In the Linux kernel, the following vulnerability has been resolved:
net/rds: No shortcut out of RDS_CONN_ERROR
RDS connections carry a state "rds_conn_path::cp_state" and transitions from one state to another and are conditional upon an expected state: "rds_conn_path_transition."
There is one exception to this conditionality, which is "RDS_CONN_ERROR" that can be enforced by "rds_conn_path_drop" regardless of what state the condition is currently in.

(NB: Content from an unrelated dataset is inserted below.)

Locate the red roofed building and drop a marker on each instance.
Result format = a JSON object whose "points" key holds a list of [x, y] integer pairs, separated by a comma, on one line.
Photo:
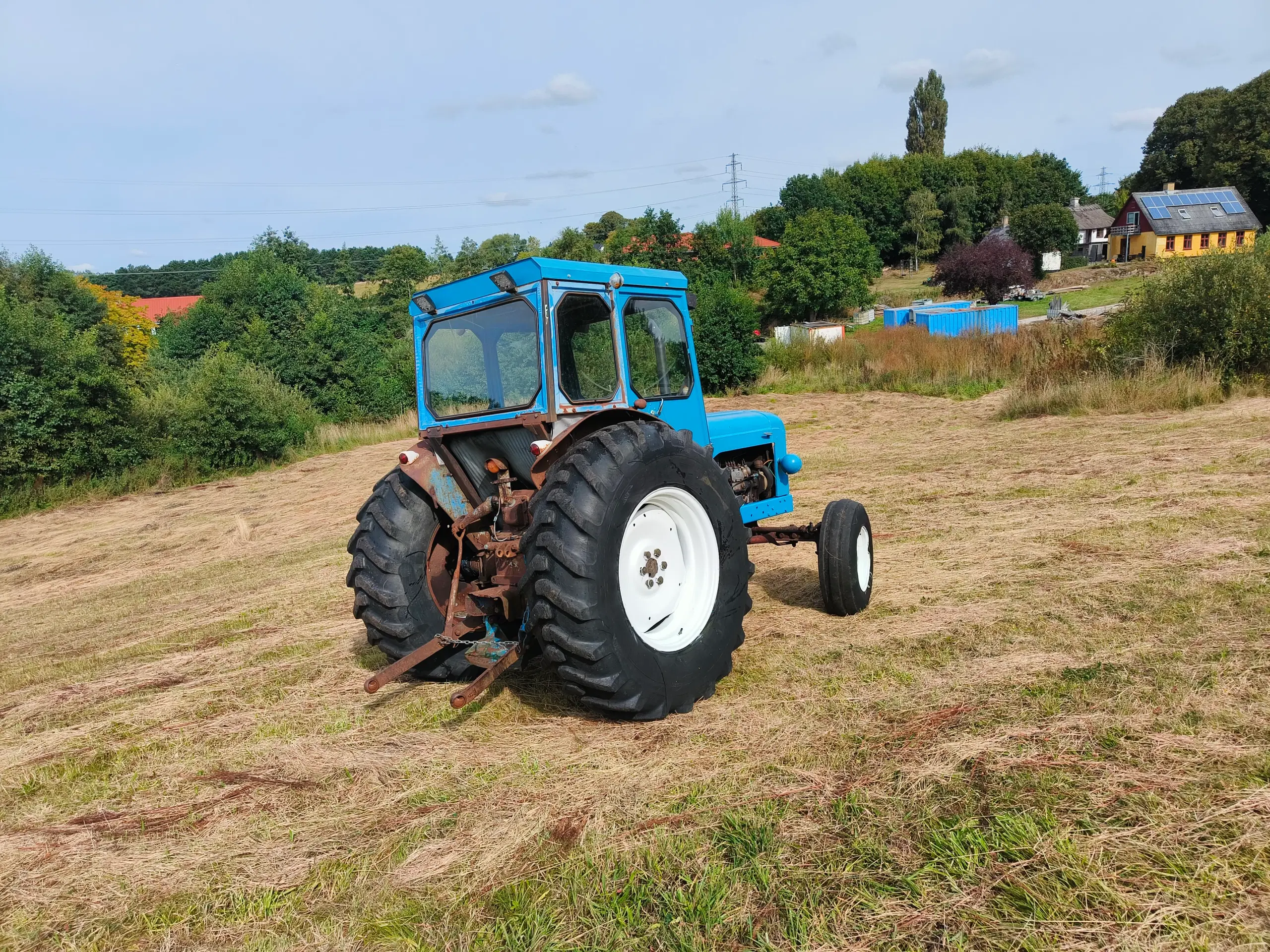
{"points": [[155, 307]]}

But as soon as a connection enters state "RDS_CONN_ERROR", the connection handling code expects it to go through the shutdown-path.
The RDS/TCP multipath changes added a shortcut out of "RDS_CONN_ERROR" straight back to "RDS_CONN_CONNECTING" via "rds_tcp_accept_one_path" (e.g. after "rds_tcp_state_change").
A subsequent "rds_tcp_reset_callbacks" can then transition the state to "RDS_CONN_RESETTING" with a shutdown-worker queued.
That'll trip up "rds_conn_init_shutdown", which was never adjusted to handle "RDS_CONN_RESETTING" and subsequently drops the connection with the dreaded "DR_INV_CONN_STATE", which leaves "RDS_SHUTDOWN_WORK_QUEUED" on forever.
So we do two things here:
a) Don't shortcut "RDS_CONN_ERROR", but take the longer path through the shutdown code.
b) Add "RDS_CONN_RESETTING" to the expected states in "rds_conn_init_shutdown" so that we won't error out and get stuck, if we ever hit weird state transitions like this again."
|